7 Wonders Duel Boardgame

7 Wonders Duel was the most anticipated new game release of 2015, taking the theme and concept from one of the greatest and most popular Eurogames ever into a two-player game that could be finished in under 30 minutes. Duel is vastly streamlined compared to the initial game, so you’re losing some of the novelty and complexity that made 7 Wonders a huge hit between serious gamers and those just dabbling in the genre, but it succeeds in bringing the 7 Wonders experience to two-player games while adding a bigger interactive component.
The original 7 Wonders is my #2 game of all time, only behind the more accessible Carcassonne, and is the best of the class of more complex strategy games—those where randomness is low and the need for long-range planning is high—because it plays so quickly, usually 30 minutes to an hour depending on the number of players. 7 Wonders plays 3 to 7 smoothly, but for two players there’s a rules variant that involves the use of a “dummy” player of sorts, a trick that in my experience always alters any game experience for the worse. (Alhambra uses a similar variant for two players, and it’s just as disappointing.) That created a niche for a truly two-player version of 7 Wonders that brings the core concepts of building links and resource management to a game that involves more direct competition between just two players.
In Duel, there are three ways to win: military dominance, scientific dominance, or amassing the most victory points by game-end.

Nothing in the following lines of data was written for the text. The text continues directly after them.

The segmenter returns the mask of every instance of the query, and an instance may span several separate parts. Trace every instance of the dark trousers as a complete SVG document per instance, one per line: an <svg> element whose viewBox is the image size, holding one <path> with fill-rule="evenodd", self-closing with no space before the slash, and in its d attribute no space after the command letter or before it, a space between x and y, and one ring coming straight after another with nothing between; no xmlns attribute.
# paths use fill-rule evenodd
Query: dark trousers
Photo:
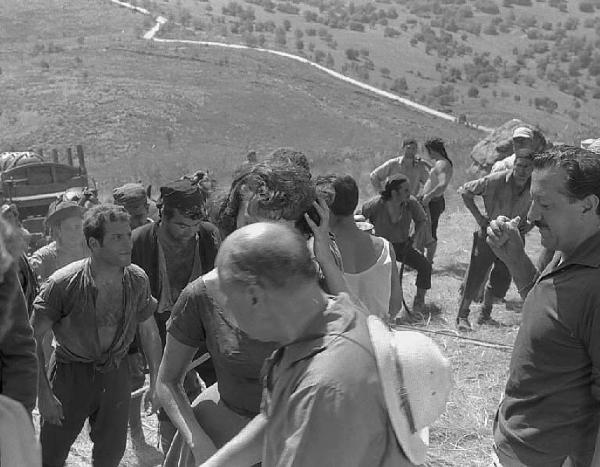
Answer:
<svg viewBox="0 0 600 467"><path fill-rule="evenodd" d="M117 467L127 442L131 383L124 359L116 370L100 373L90 363L60 363L52 370L52 391L62 403L62 426L42 422L44 467L62 467L86 419L94 443L92 465Z"/></svg>
<svg viewBox="0 0 600 467"><path fill-rule="evenodd" d="M427 258L408 242L392 243L392 245L396 252L396 260L416 269L417 281L415 284L417 288L429 290L431 288L431 263L427 261Z"/></svg>
<svg viewBox="0 0 600 467"><path fill-rule="evenodd" d="M431 217L431 236L437 241L437 229L440 216L446 210L446 200L443 196L429 201L429 216Z"/></svg>
<svg viewBox="0 0 600 467"><path fill-rule="evenodd" d="M473 232L473 246L471 248L471 261L465 274L462 286L462 298L476 300L481 286L487 278L490 268L488 290L494 297L504 298L510 287L511 276L506 264L494 254L486 242L485 232Z"/></svg>

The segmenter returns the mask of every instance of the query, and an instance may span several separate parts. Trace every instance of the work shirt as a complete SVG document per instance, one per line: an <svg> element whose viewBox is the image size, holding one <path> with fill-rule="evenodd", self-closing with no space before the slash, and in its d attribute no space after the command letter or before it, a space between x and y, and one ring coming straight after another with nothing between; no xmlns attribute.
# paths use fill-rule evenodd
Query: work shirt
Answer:
<svg viewBox="0 0 600 467"><path fill-rule="evenodd" d="M531 179L523 187L517 187L513 181L513 171L508 170L467 182L458 189L458 193L481 196L486 215L490 219L498 216L513 219L520 216L519 230L523 231L527 229L527 213L531 206L530 185Z"/></svg>
<svg viewBox="0 0 600 467"><path fill-rule="evenodd" d="M56 242L49 243L36 250L29 258L31 269L40 282L45 281L50 275L73 261L89 256L87 245L82 244L72 250L59 249Z"/></svg>
<svg viewBox="0 0 600 467"><path fill-rule="evenodd" d="M387 414L366 317L340 294L265 363L263 467L410 466Z"/></svg>
<svg viewBox="0 0 600 467"><path fill-rule="evenodd" d="M410 223L425 222L427 218L421 203L412 196L402 205L400 219L396 222L392 221L385 203L381 196L376 196L363 204L362 214L375 227L375 234L391 243L406 242L410 233Z"/></svg>
<svg viewBox="0 0 600 467"><path fill-rule="evenodd" d="M250 338L228 319L202 277L181 292L167 331L184 345L208 349L225 405L246 417L260 412L260 370L278 345Z"/></svg>
<svg viewBox="0 0 600 467"><path fill-rule="evenodd" d="M600 233L545 269L523 305L498 449L530 467L591 465L600 416Z"/></svg>
<svg viewBox="0 0 600 467"><path fill-rule="evenodd" d="M402 174L410 182L410 194L417 196L421 191L421 186L429 178L429 166L419 157L409 159L404 156L390 159L373 172L371 172L371 182L373 188L379 193L385 189L386 180L392 175Z"/></svg>
<svg viewBox="0 0 600 467"><path fill-rule="evenodd" d="M123 270L123 313L114 341L103 352L98 337L96 297L89 258L52 274L33 304L34 314L49 318L58 342L59 362L94 363L99 370L118 368L135 337L137 325L152 316L156 300L148 276L134 264Z"/></svg>

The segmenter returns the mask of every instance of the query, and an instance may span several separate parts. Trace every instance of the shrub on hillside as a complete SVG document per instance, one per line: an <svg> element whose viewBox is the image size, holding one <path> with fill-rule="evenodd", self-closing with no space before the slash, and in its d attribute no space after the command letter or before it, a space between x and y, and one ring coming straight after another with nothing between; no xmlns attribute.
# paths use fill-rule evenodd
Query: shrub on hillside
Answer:
<svg viewBox="0 0 600 467"><path fill-rule="evenodd" d="M408 91L408 83L406 82L406 78L396 78L390 86L390 91L397 93L404 93Z"/></svg>
<svg viewBox="0 0 600 467"><path fill-rule="evenodd" d="M357 49L349 48L346 49L346 58L348 60L358 60L360 52Z"/></svg>
<svg viewBox="0 0 600 467"><path fill-rule="evenodd" d="M277 11L281 11L282 13L287 13L288 15L297 15L300 13L300 8L288 2L278 3L275 9Z"/></svg>
<svg viewBox="0 0 600 467"><path fill-rule="evenodd" d="M479 89L477 89L475 86L471 86L469 88L469 90L467 91L467 96L469 97L479 97Z"/></svg>
<svg viewBox="0 0 600 467"><path fill-rule="evenodd" d="M327 68L333 68L335 66L335 61L333 60L333 55L327 52L327 58L325 59L325 66Z"/></svg>
<svg viewBox="0 0 600 467"><path fill-rule="evenodd" d="M306 28L306 35L309 37L314 37L317 35L317 30L315 28Z"/></svg>
<svg viewBox="0 0 600 467"><path fill-rule="evenodd" d="M350 31L365 32L365 25L356 21L350 22Z"/></svg>
<svg viewBox="0 0 600 467"><path fill-rule="evenodd" d="M379 73L381 73L381 76L383 76L384 78L390 77L390 69L387 67L381 67L379 69Z"/></svg>
<svg viewBox="0 0 600 467"><path fill-rule="evenodd" d="M548 96L545 97L536 97L533 100L533 104L536 109L545 110L548 113L554 112L558 108L558 103L550 99Z"/></svg>
<svg viewBox="0 0 600 467"><path fill-rule="evenodd" d="M596 10L596 7L592 2L589 2L589 1L579 2L579 11L581 11L583 13L594 13L595 10Z"/></svg>
<svg viewBox="0 0 600 467"><path fill-rule="evenodd" d="M485 28L483 28L483 33L487 34L488 36L497 36L498 30L496 29L496 26L493 23L490 23Z"/></svg>
<svg viewBox="0 0 600 467"><path fill-rule="evenodd" d="M325 60L325 52L322 50L315 50L315 62L322 63Z"/></svg>
<svg viewBox="0 0 600 467"><path fill-rule="evenodd" d="M500 14L500 8L493 0L477 0L475 2L475 8L488 15Z"/></svg>
<svg viewBox="0 0 600 467"><path fill-rule="evenodd" d="M400 31L389 26L383 30L383 37L397 37L400 34Z"/></svg>

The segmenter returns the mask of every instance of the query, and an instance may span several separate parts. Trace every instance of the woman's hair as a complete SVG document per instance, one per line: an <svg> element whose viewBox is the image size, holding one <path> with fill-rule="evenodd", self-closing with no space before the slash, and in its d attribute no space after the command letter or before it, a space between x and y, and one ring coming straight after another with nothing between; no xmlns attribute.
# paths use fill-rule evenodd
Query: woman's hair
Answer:
<svg viewBox="0 0 600 467"><path fill-rule="evenodd" d="M310 173L294 163L267 160L242 167L237 172L229 193L222 198L219 209L210 209L212 220L223 237L237 228L244 188L258 197L258 208L264 216L274 220L304 220L304 213L316 199Z"/></svg>
<svg viewBox="0 0 600 467"><path fill-rule="evenodd" d="M403 183L408 183L408 178L406 175L397 174L389 177L385 182L383 191L381 192L381 199L383 201L389 200L392 197L392 191L396 191L402 186Z"/></svg>
<svg viewBox="0 0 600 467"><path fill-rule="evenodd" d="M446 152L446 147L444 146L444 141L441 138L431 138L425 141L425 148L428 151L434 151L440 154L444 159L452 164L452 161L448 157L448 153Z"/></svg>

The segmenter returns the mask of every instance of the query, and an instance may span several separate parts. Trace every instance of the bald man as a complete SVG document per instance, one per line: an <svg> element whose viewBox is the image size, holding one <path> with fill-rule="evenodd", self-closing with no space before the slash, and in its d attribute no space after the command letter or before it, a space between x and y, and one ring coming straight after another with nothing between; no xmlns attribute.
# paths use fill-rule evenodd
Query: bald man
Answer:
<svg viewBox="0 0 600 467"><path fill-rule="evenodd" d="M282 224L236 230L217 256L237 325L281 347L262 412L204 466L410 466L389 422L366 316L325 295L306 241Z"/></svg>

The first two methods are quite difficult if the players are evenly matched, and we’ve never invoked either of them, always playing through to the end and adding up the points. Each player begins the game with four Wonder cards to build, while building cards are displayed on the table in nested structures that make only two to six available for purchase at any specific time—a big departure from the rotating hands that are the most notable aspect of the original game’s mechanics. Players acquire buildings that generate resources, money, victory points, or some combination of the three, while many buildings also have links to later buildings that allow the player who owns the first one in such a chain to acquire the second one for free. (That’s also found in the original game, and it’s just as key here as it is there… but here you get more of an opportunity to snipe a building that your opponent might get for free.)
The game has three phases, each of which brings its own deck of building cards, with the third phase also incorporating three guild cards (out of six total in the box, so the deck varies slightly each game) that award large bonuses for certain building types at the end of the game. The cards themselves should be familiar to anyone who’s played the original game; each has a cost in resources, a benefit such as a specific resource or two each turn or victory points at the end of the game, and possibly a symbol linking it to a building to be found in a later phase. You can rack up a lot of victory points by working the chains in the blue cards, or make future purchases much cheaper via certain yellow cards. As in the original game, you try to produce resources yourself through your buildings; one difference here is that you can buy what you can’t produce, with the cost rising if your opponent can produce it and you’re sort of buying it from him/her rather than from the bank. (I say “sort of” because resources aren’t depleted in 7 Wonders Duel; they come into existence as soon as someone tries to observe them.)